1. The Early History of Ireland

After a continuous struggle of nearly one thousand years between the sister nations of England and Ireland a lasting peace seems finally to have been agreed and the injustice against the Irish people which is centuries old seems to have been ended.

The injustice started as far back as the early Middle Ages, in the 12th century. All feudal lords are hungry for estates and strive to acquire land. But the Norman aristocracy was distinguished by unusual greed. In 1066 a Norman army left Normandy and invaded England which it conquered in order to establish a Norman feudal aristocracy there. The invaders had scarcely consolidated themselves in England when they found that territory too small.

By the 12th century they had re-occupied the land they had come from – Normandy – and shortly after they sought to capture more French territory in long and bloody wars. They were not driven out till the middle of the 15th century.

At the same time, however, they found that Ireland was another convenient place for expansion. And this country (unlike France which was large and flourishing), completely cut off from Europe’s cultural development by its geographical position, was in no position to ward off the foreign invaders.

Ireland remained subject to the hard, feudal rule of the barons who remained foreigners in their country of occupation and who, being closely connected with British culture, looked down contemptuously at their barbarian copyholders.

In this way the contradiction between lords and bondsmen was intensified by the national contradiction. As if this was not enough, it was further heightened to an immeasurable extent during the Reformation Wars in the 16th and 17th centuries. At that time Catholicism was the main enemy of the English: not so much the Pope in Rome, but Catholic Spain and Catholic France, whose tool the Pope was.

But England’s enemies were Ireland’s friends. The wilder the blaze of anti-catholic fanaticism raged in England, the more tenaciously the Irish clung to the Catholic Church, despite the cruellest consequences. In the struggles at the time of the Reformation, the Catholic original inhabitants lost the remainder of their possessions in their own country.

“After the revolution of 1688 against James II the Catholics remained in possession of only one-eleventh of the land and even this meagre amount was not equally divided amongst the people but was in the hands of five or six Catholic families of English origin.” (K. Kautsky, Ireland, Leipzig, 1880, p.14)

From this time onwards the mass of the peasantry was only allowed to scrape a living as an outlawed peasantry, having their very blood sucked. They had much too little land and equipment.

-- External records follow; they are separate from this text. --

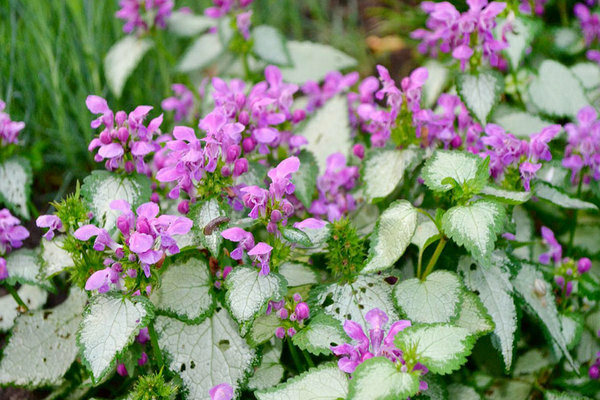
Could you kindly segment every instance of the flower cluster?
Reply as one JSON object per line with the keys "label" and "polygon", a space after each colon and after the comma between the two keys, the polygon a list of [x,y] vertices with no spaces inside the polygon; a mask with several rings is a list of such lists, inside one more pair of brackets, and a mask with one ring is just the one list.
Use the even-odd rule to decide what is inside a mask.
{"label": "flower cluster", "polygon": [[194,93],[182,83],[171,86],[174,95],[160,103],[165,111],[175,111],[175,121],[189,121],[194,108]]}
{"label": "flower cluster", "polygon": [[8,278],[6,260],[2,257],[23,245],[29,237],[29,231],[21,226],[21,221],[8,209],[0,210],[0,281]]}
{"label": "flower cluster", "polygon": [[308,304],[302,301],[300,293],[294,293],[291,300],[270,301],[267,315],[272,312],[280,319],[279,326],[275,329],[275,336],[283,339],[286,335],[292,337],[303,326],[303,321],[310,316]]}
{"label": "flower cluster", "polygon": [[[150,267],[163,260],[169,254],[177,254],[179,247],[173,236],[185,235],[192,228],[192,221],[186,217],[174,215],[158,216],[160,210],[155,203],[139,206],[136,214],[124,200],[114,200],[111,208],[121,212],[117,218],[117,228],[121,233],[122,244],[117,243],[106,230],[95,225],[84,225],[73,236],[81,241],[95,237],[93,248],[103,252],[112,250],[106,257],[106,268],[96,271],[86,282],[86,290],[107,292],[110,285],[121,287],[120,280],[137,277],[137,267],[141,265],[146,278],[151,275]],[[147,288],[149,290],[149,288]]]}
{"label": "flower cluster", "polygon": [[579,110],[577,122],[565,125],[568,144],[562,165],[571,170],[573,183],[579,182],[580,173],[584,183],[589,183],[591,178],[600,179],[600,120],[588,106]]}
{"label": "flower cluster", "polygon": [[19,132],[25,128],[24,122],[13,121],[10,115],[4,112],[6,103],[0,100],[0,147],[16,144]]}
{"label": "flower cluster", "polygon": [[[600,336],[600,331],[598,331],[598,336]],[[591,379],[600,379],[600,351],[596,353],[596,360],[594,360],[594,363],[590,366],[588,375]]]}
{"label": "flower cluster", "polygon": [[302,93],[308,97],[306,111],[313,112],[322,107],[327,100],[352,87],[358,82],[358,78],[358,72],[343,75],[338,71],[331,71],[325,75],[323,86],[315,81],[307,81],[302,85]]}
{"label": "flower cluster", "polygon": [[524,14],[531,14],[533,10],[535,14],[542,15],[547,2],[548,0],[521,0],[519,11]]}
{"label": "flower cluster", "polygon": [[548,247],[548,252],[540,254],[542,264],[554,264],[554,282],[558,285],[564,297],[569,297],[573,292],[573,282],[592,268],[592,261],[583,257],[577,263],[568,257],[562,257],[562,246],[556,240],[554,232],[542,226],[542,242]]}
{"label": "flower cluster", "polygon": [[[575,4],[573,9],[581,25],[585,44],[590,47],[594,43],[600,44],[600,15],[593,13],[585,4]],[[600,64],[600,51],[588,50],[587,58]]]}
{"label": "flower cluster", "polygon": [[[223,18],[229,13],[247,8],[254,0],[214,0],[214,6],[204,10],[204,15],[210,18]],[[243,11],[235,15],[235,22],[238,31],[242,34],[245,40],[250,39],[250,18],[252,10]]]}
{"label": "flower cluster", "polygon": [[485,127],[486,136],[481,138],[487,149],[480,154],[490,157],[490,174],[493,178],[503,176],[509,168],[518,168],[523,187],[529,191],[531,179],[542,167],[539,161],[552,159],[548,142],[554,139],[561,129],[560,125],[547,126],[541,132],[532,135],[527,142],[505,132],[499,125],[488,124]]}
{"label": "flower cluster", "polygon": [[144,33],[153,27],[166,28],[174,5],[173,0],[120,0],[115,16],[125,21],[123,32]]}
{"label": "flower cluster", "polygon": [[138,106],[128,115],[125,111],[113,114],[102,97],[88,96],[85,104],[93,114],[102,114],[92,121],[92,128],[104,125],[100,135],[92,139],[88,146],[89,151],[98,149],[94,159],[97,162],[106,160],[105,166],[109,171],[123,168],[127,173],[135,170],[151,175],[152,169],[146,164],[145,158],[161,149],[160,138],[155,139],[154,136],[160,132],[162,114],[145,126],[144,119],[152,110],[150,106]]}
{"label": "flower cluster", "polygon": [[[373,357],[386,357],[393,363],[402,364],[406,370],[405,360],[402,358],[402,351],[394,344],[396,334],[411,325],[408,320],[400,320],[394,322],[385,334],[384,327],[387,325],[389,318],[385,312],[379,308],[374,308],[367,312],[365,320],[371,326],[369,336],[365,334],[363,328],[357,322],[346,320],[344,322],[344,331],[354,340],[354,343],[344,343],[338,346],[332,346],[331,351],[338,357],[338,366],[340,370],[351,374],[356,367],[361,363]],[[422,374],[427,373],[427,368],[424,365],[417,363],[413,370],[421,371]],[[419,390],[427,390],[427,383],[420,382]]]}
{"label": "flower cluster", "polygon": [[210,400],[231,400],[233,399],[233,388],[228,383],[221,383],[208,391]]}
{"label": "flower cluster", "polygon": [[496,17],[506,8],[506,3],[487,0],[467,0],[469,10],[460,13],[449,2],[434,3],[425,1],[421,8],[427,14],[428,29],[417,29],[411,34],[413,39],[421,40],[418,49],[429,52],[433,57],[438,48],[443,53],[452,53],[460,61],[464,71],[466,63],[477,52],[491,66],[503,65],[500,51],[508,47],[504,33],[511,29],[510,24],[502,28],[502,38],[494,38]]}
{"label": "flower cluster", "polygon": [[62,221],[56,215],[40,215],[35,224],[38,228],[48,228],[48,232],[44,234],[44,239],[46,240],[54,238],[54,231],[62,231],[64,229]]}
{"label": "flower cluster", "polygon": [[[241,260],[244,257],[244,252],[247,252],[248,256],[252,258],[253,264],[260,265],[260,274],[269,274],[271,271],[269,261],[271,259],[273,247],[264,242],[259,242],[255,245],[252,233],[246,232],[242,228],[233,227],[226,229],[221,232],[221,236],[238,244],[236,249],[231,252],[231,258],[234,260]],[[229,273],[229,271],[227,271],[227,273]],[[223,271],[223,279],[225,279],[226,276],[227,274]]]}
{"label": "flower cluster", "polygon": [[312,202],[309,211],[333,222],[354,210],[356,202],[349,191],[356,186],[358,176],[358,167],[346,166],[342,153],[327,157],[325,173],[317,180],[319,198]]}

A class of hard-hearted owners of large estates was above them and these fled from the barbarism caused by their own system of exploitation to spend lavishly abroad the money-squeezed from the poor Irish.

It was at this time that the sea of blood and tears arose between England and Ireland – a gulf much deeper, rougher and wider than St. George’s Channel which separates the two islands.

There was no improvement in Ireland’s position in the 18th century when England’s industry started to expand. English industry, like all industry, was protectionist in its early stages and it demanded protection from the state-power to enable its development. Thus the British state sought to destroy the seeds of competition against English industry in those territories which were dependent on it: the North American colonies and Ireland. This was one of the most powerful reasons for the secession of the American colonies, which constituted themselves the United States of America. Ireland was too weak and too near England to free itself in this way. Its rebellions were all bloodily suppressed. The results of these defeats and of the ruined industry was increased misery. [1]

 

Footnote

1. This account ignores the internal factors in Irish society which contributed strongly to the decline of Southern Irish industry around 1800. For an account of these see The Economics of Partition, see Athol Books. All footnotes by the publisher.